The biggest change, Kuck said, would be the withdrawal of President Barack Obama’s decision to provide work permits to the spouses of Indian H-1B employes who are waiting for the delivery of approved green cards. That population includes at least 100,000 spouses, many of whom have been hired by Indian managers for entry-level software jobs in Fortune 500 jobs. “The BIG CHANGE would be publication, at last, of the regulation rescinding the H-4 spousal work authorization rule,” he wrote.

“It’s got to go to court immediately,” Siskind said.

The reform will not deal with TN, B-1, O-1, or the E visas, said Siskind. Those visas may provide a workaround for people seeking jobs, he said.

The possible cutback of the Optional Practical Training (OPT) program is the primary concern for FWD.us, the advocacy group created by Mark Zuckerberg, Bill Gates, and other wealthy West Coast Investors. The OPT, and the parallel Curricular Practical Training (CPT) program, annually provides up to 500,000 work permits to lower-wage foreign graduates for many of the Fortune 500 jobs needed by U.S. graduates.

The draft change would eliminate the three-year work permit given to foreign graduates who get technology jobs, said Siskind.

The OPT and CPT work programs were created mainly by prior presidents, not Congress. They offer tax incentives to companies that move jobs and wealth from heartland states to the wealthy coastal states, which are dominated by Democrats and their elite business allies.

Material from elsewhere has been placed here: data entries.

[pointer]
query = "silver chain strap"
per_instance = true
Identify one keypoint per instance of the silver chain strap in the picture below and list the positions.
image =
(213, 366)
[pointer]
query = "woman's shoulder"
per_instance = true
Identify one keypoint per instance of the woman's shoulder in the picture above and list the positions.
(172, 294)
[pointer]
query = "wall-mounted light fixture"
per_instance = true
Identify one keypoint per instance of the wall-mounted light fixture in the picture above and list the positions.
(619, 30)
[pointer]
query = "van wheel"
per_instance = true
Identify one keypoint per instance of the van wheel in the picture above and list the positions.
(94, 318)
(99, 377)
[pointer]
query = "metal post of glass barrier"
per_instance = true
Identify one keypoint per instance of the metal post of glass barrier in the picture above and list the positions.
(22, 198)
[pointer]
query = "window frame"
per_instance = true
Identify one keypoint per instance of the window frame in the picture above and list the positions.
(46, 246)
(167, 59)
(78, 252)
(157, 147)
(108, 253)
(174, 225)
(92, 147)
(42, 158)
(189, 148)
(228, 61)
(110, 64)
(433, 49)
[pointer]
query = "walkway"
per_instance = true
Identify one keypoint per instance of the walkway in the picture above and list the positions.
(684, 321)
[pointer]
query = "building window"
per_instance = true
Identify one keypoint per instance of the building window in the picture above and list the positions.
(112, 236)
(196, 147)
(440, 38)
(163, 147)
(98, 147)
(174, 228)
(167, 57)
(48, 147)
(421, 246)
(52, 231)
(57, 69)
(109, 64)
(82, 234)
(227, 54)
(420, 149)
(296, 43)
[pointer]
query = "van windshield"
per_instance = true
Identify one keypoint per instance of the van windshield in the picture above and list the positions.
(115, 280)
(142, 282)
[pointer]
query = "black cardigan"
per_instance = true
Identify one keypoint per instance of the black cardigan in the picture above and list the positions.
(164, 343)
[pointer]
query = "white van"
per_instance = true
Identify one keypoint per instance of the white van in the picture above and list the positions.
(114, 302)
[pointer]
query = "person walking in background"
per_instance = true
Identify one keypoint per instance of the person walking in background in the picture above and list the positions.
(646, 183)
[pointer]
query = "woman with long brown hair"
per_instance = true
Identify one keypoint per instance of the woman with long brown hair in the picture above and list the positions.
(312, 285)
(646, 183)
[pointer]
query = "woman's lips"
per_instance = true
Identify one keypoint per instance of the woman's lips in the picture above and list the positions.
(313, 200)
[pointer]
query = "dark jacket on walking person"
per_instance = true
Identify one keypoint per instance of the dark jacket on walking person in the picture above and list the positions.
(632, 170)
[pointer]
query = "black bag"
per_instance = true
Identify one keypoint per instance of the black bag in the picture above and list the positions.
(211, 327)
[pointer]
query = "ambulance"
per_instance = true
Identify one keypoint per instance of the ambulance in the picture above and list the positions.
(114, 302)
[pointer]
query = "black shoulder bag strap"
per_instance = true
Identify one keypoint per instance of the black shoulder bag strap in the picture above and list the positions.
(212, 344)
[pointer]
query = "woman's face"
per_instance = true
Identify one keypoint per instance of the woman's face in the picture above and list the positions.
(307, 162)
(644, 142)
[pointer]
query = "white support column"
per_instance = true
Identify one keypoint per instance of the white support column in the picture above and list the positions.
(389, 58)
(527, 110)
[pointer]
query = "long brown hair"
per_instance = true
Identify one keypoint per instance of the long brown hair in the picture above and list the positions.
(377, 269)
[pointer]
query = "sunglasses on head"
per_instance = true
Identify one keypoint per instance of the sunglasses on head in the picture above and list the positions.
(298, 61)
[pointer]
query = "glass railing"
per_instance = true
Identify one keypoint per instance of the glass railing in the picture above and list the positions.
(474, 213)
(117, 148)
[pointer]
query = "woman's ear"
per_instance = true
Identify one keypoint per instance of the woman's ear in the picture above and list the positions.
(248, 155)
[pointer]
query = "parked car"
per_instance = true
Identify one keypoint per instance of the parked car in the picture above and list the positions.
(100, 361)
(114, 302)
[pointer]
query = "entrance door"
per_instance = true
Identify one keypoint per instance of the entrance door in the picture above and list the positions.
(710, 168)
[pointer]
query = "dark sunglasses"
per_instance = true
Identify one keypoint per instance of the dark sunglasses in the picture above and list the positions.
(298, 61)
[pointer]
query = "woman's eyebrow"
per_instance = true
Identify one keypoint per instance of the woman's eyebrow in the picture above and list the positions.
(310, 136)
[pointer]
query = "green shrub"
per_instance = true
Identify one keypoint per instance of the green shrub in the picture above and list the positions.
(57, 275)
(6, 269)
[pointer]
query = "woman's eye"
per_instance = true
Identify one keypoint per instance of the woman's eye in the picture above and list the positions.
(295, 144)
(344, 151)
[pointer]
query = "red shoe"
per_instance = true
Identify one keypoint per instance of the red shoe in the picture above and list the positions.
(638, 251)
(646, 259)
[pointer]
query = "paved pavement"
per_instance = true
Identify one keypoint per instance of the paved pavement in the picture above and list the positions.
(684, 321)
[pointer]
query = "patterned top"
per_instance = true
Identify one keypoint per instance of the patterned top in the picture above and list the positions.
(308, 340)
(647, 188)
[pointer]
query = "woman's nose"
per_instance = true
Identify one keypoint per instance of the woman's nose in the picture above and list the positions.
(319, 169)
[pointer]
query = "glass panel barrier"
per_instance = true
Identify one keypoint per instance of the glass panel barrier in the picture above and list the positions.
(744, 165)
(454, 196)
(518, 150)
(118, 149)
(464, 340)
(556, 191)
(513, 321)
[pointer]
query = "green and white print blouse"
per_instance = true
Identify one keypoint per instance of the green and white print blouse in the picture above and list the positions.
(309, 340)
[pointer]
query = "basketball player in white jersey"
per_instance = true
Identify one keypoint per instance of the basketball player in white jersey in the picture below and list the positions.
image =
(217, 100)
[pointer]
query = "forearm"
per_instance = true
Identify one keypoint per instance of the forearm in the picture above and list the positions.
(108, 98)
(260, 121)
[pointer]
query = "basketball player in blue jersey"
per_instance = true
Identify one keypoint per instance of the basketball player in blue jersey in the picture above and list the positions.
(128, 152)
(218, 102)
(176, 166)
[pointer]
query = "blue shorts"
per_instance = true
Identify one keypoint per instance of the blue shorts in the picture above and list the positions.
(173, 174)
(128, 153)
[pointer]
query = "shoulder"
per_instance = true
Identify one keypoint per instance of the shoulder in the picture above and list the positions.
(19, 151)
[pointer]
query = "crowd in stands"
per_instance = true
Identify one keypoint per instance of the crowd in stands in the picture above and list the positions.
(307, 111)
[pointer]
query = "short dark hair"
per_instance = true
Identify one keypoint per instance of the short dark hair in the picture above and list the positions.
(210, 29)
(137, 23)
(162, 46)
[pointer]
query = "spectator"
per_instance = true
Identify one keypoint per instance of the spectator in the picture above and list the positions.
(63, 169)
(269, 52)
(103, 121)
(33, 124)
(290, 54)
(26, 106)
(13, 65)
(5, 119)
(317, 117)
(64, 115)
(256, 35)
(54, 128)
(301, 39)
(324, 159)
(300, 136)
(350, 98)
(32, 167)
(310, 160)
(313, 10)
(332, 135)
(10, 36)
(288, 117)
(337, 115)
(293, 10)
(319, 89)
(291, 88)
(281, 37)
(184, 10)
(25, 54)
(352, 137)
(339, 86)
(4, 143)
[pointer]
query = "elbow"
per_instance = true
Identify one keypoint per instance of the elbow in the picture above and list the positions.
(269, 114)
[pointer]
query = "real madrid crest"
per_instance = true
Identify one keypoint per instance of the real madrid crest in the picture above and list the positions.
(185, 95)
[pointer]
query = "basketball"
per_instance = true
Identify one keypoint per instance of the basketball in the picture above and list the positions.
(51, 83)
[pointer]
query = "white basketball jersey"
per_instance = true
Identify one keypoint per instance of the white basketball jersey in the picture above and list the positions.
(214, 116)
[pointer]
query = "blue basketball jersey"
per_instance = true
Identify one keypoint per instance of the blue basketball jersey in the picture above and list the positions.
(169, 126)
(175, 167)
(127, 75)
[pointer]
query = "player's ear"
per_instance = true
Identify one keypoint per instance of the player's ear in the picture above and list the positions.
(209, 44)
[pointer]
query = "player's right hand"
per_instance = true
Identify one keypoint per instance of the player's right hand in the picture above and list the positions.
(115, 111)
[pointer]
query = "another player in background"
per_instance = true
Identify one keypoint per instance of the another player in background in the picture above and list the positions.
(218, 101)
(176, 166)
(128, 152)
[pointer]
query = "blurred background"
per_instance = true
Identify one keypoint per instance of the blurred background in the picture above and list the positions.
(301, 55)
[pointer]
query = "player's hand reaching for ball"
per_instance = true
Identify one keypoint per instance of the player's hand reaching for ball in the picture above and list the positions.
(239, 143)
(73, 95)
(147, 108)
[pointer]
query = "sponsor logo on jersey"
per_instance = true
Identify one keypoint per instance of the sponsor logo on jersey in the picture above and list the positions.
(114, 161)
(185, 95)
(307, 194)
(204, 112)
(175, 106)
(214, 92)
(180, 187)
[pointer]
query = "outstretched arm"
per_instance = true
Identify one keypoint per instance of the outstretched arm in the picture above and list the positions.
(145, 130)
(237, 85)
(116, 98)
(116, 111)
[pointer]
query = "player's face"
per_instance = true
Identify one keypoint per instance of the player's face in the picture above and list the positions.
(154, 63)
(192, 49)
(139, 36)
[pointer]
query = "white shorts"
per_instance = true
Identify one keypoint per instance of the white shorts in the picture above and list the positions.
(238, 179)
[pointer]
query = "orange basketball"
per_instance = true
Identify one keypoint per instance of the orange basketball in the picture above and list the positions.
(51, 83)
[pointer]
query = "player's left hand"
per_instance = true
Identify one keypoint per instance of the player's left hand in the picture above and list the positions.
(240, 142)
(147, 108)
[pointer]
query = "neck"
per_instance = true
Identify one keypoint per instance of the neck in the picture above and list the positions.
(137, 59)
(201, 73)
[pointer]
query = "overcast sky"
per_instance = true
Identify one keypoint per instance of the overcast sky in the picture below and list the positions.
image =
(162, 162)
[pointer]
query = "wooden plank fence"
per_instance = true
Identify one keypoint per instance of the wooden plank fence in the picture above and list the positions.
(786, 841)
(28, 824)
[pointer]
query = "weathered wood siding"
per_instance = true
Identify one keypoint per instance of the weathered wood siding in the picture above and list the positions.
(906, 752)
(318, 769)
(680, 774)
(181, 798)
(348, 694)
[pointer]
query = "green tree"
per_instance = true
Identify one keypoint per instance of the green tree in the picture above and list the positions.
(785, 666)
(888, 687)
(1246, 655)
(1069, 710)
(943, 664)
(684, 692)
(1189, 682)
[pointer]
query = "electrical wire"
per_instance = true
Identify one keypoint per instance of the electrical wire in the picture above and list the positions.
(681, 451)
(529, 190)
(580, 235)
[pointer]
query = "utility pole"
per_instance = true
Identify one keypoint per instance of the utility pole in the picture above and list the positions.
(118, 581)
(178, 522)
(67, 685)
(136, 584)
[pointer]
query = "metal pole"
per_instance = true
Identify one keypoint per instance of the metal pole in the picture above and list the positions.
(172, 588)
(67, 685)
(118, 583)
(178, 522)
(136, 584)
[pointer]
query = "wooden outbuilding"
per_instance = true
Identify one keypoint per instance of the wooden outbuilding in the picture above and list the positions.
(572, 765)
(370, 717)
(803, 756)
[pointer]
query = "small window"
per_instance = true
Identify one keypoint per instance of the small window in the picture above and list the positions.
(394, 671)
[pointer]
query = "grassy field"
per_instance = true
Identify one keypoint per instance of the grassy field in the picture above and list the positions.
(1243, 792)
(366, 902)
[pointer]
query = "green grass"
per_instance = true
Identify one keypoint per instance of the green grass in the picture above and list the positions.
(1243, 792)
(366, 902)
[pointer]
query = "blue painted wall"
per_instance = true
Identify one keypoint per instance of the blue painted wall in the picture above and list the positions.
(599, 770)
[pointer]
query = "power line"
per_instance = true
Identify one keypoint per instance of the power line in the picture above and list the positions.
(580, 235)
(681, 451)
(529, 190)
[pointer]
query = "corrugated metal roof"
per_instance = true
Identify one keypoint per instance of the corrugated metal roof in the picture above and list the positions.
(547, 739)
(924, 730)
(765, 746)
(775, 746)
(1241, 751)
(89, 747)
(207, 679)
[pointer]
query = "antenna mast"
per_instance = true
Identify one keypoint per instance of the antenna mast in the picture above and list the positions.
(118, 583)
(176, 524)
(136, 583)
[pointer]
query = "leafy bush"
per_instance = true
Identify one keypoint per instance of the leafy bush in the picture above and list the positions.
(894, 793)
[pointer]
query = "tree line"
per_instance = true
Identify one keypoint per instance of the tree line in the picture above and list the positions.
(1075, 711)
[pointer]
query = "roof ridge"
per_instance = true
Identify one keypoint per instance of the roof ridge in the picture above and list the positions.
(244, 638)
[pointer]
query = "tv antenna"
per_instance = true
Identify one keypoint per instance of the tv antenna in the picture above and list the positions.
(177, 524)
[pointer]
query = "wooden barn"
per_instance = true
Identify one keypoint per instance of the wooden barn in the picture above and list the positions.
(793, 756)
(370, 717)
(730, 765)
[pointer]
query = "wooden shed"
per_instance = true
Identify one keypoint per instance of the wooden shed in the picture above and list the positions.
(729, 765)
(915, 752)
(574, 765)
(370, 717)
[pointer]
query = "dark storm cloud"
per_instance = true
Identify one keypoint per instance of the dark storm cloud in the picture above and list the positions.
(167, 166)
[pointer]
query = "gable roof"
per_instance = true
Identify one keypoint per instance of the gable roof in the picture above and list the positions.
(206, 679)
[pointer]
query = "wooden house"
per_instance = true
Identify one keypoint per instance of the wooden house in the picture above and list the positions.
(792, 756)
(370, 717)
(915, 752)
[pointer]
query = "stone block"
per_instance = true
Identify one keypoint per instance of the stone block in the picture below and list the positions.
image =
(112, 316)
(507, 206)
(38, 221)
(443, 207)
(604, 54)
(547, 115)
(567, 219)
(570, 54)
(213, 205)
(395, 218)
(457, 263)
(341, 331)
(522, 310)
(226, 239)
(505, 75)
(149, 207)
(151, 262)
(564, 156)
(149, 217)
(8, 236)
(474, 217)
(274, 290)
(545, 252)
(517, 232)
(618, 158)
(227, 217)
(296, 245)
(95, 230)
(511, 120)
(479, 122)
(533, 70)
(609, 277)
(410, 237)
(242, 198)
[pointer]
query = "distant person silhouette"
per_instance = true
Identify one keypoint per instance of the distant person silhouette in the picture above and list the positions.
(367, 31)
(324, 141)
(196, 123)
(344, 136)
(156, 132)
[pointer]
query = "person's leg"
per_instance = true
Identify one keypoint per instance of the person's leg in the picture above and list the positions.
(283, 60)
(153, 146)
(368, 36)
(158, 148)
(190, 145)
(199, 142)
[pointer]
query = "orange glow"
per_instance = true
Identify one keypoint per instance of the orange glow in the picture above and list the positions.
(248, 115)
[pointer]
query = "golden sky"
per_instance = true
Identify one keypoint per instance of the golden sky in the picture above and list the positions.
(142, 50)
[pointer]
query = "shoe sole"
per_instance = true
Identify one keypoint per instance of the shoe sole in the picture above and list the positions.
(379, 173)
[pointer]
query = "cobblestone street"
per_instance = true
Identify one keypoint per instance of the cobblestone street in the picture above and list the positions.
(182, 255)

Cheap labor is important for investors because it helps cut payroll costs and raises profits, so boosting apparent values on Wall Street.

The Executive Order would limit the ability of Indian outsourcing companies to provide gig workers for Fortune 500 firms and likely force companies to raise salary levels, said Siskind. The limits would be set by narrowing the legal definition of jobs that can be done by H-1B workers and by raising the salary requirements, he said.

“Nothing has been determined or issued yet,” said a tweeted warning from Andrew Moriarty, the deputy director federal policy for FWD.us. He continued:

OPT is still intact, and the Admin will need to do real work to dismantle this critical program. But anti-immigrant advocates have targeted OPT for years, and the threat is real.

The review process was launched on April 22, when Trump announced modest curbs on legal immigration.

Trump’s polls are shaky going into the 2020 election, pressuring him to revive and implement his 2016 promises. Polls suggest that the proposal is likely very popular.